PLA keynote speaker Sally Yates says librarians have a role in preserving core US values

March 22, 2018

Opening Session speaker Sally Yates addresses attendees at the Public Library Association Conference in Philadelphia on March 21, 2018.
Opening Session speaker Sally Yates addresses attendees at the Public Library Association Conference in Philadelphia on March 21, 2018.

Before Sally Yates addressed a room full of librarians and library workers at the Public Library Association (PLA) Conference in Philadelphia, she did her usual Google research. She found quotes on libraries and librarians from Paula Poundstone (“Did you know you preside over a ‘raucous clubhouse’?”), Neil Gaiman, and a favorite, rather risqué one from Frank Zappa that she did not repeat on stage. But it was something a librarian told her in a bar the night before that resonated: “One of your colleagues said: ‘Well, librarians get it done.’”

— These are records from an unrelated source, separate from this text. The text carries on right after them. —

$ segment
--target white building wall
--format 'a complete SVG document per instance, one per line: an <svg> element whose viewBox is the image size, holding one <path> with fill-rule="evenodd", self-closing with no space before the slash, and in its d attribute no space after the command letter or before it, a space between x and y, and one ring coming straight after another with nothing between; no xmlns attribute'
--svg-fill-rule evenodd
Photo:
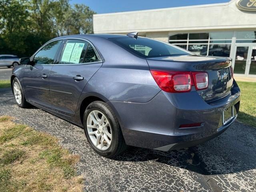
<svg viewBox="0 0 256 192"><path fill-rule="evenodd" d="M256 28L256 14L239 10L236 2L232 0L222 4L95 14L94 31L121 33Z"/></svg>

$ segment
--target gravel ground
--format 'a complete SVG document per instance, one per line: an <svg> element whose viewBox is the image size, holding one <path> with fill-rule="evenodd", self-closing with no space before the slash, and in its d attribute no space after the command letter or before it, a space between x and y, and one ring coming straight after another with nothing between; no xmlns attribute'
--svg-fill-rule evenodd
<svg viewBox="0 0 256 192"><path fill-rule="evenodd" d="M0 89L3 115L58 137L80 155L85 191L256 191L256 128L238 122L198 146L167 152L131 147L110 160L93 152L82 128L36 108L19 108L10 89Z"/></svg>

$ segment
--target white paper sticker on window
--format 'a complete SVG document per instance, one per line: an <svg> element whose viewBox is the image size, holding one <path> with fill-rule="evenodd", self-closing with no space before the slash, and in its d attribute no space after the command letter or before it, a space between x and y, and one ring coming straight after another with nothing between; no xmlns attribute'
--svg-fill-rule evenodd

Yates, former deputy attorney general in the US Department of Justice (DOJ) under the Obama administration and former acting attorney general, is perhaps best known for refusing to defend President Trump’s ban on travel from six majority-Muslim countries and her testimony before the Judiciary Subcommittee on Crime and Terrorism about Russian interference in the 2016 US election. As the keynote speaker of the conference’s Opening Session on March 21, she didn’t shy away from discussing the country’s current political climate and librarians’ roles at this “inflection point.”

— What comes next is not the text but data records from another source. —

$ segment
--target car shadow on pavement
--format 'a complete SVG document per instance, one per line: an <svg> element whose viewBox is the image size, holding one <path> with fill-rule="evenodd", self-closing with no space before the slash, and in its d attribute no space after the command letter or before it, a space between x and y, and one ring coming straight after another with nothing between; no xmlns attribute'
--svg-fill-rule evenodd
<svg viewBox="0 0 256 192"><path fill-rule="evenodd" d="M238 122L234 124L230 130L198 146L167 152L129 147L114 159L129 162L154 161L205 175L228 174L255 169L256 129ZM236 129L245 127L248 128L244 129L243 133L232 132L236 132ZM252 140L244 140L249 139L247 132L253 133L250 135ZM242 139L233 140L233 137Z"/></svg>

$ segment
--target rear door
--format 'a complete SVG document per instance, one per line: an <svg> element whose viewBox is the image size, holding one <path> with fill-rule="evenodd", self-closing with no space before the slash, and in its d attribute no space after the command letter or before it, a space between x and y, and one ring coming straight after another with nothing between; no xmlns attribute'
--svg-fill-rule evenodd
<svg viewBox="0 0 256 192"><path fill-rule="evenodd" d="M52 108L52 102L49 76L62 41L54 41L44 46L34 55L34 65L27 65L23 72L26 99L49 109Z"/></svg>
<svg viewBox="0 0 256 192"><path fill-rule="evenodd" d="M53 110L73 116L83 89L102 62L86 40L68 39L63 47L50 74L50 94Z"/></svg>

“In our best moments we have put country before party and the common good before personal ambition,” Yates said. “Will we remain faithful to our country’s core values?” She noted that one has to look no further than the first 52 words of the Constitution to know what those values are.

To further those values, Yates urged for objective truth—a concept not foreign to information professionals.

“Truth is the very foundation of our democracy,” she said. “Failing to tell the truth matters. We can’t control whether our public servants lie to us, but we can control whether we hold them accountable for those lies.

“You all are the keepers of and the gateway to truth,” Yates added. “You are thought leaders, you are doers, you are the holders of truth in our communities, and we need you today more than ever before.” In the spirit of that objectivity, she remarked that it didn’t surprise her that public libraries often serve as polling places in their communities.

Respectful, aisle-crossing discussion was another avenue Yates advocated for. “We have… vegans and carnivores, dog and cat people, and my daughter told me, Team Lauren and Team Becca people.” Though she laughed that debate was off-limits at her own family’s Thanksgiving dinner.

Yates stressed that civility and constitutionality are especially important during this catalyzing time in our nation’s history.

“Decency and compassion matter,” she said. “We can’t normalize conduct that is not normal. We should never give a foreign adversary reason to question our solidarity, including a foreign adversary that attempts to interfere in our elections,” Yates declared to rousing applause.

She also urged that we should commit to “fair and proportional alternatives to incarcerations” to rebuild public trust in law enforcement and keep from criminalizing poverty.

The program transitioned to an interview format, with PLA President Pam Sandlian Smith asking Yates about her early experiences with libraries (her mother was a voracious reader, not immune to the “trashy beach read”), perseverance, her unusually high-profile last 10 days as acting attorney general (said Yates: “The DOJ should never be involved in advancing a pretext”), and what gives her hope (currently, the activism from Parkland, Florida, students—“Those kids know how to ask a follow-up question”).

Yates ended on a positive note. “We’re going to get through this,” she said. “Our country has been through some difficult times before.”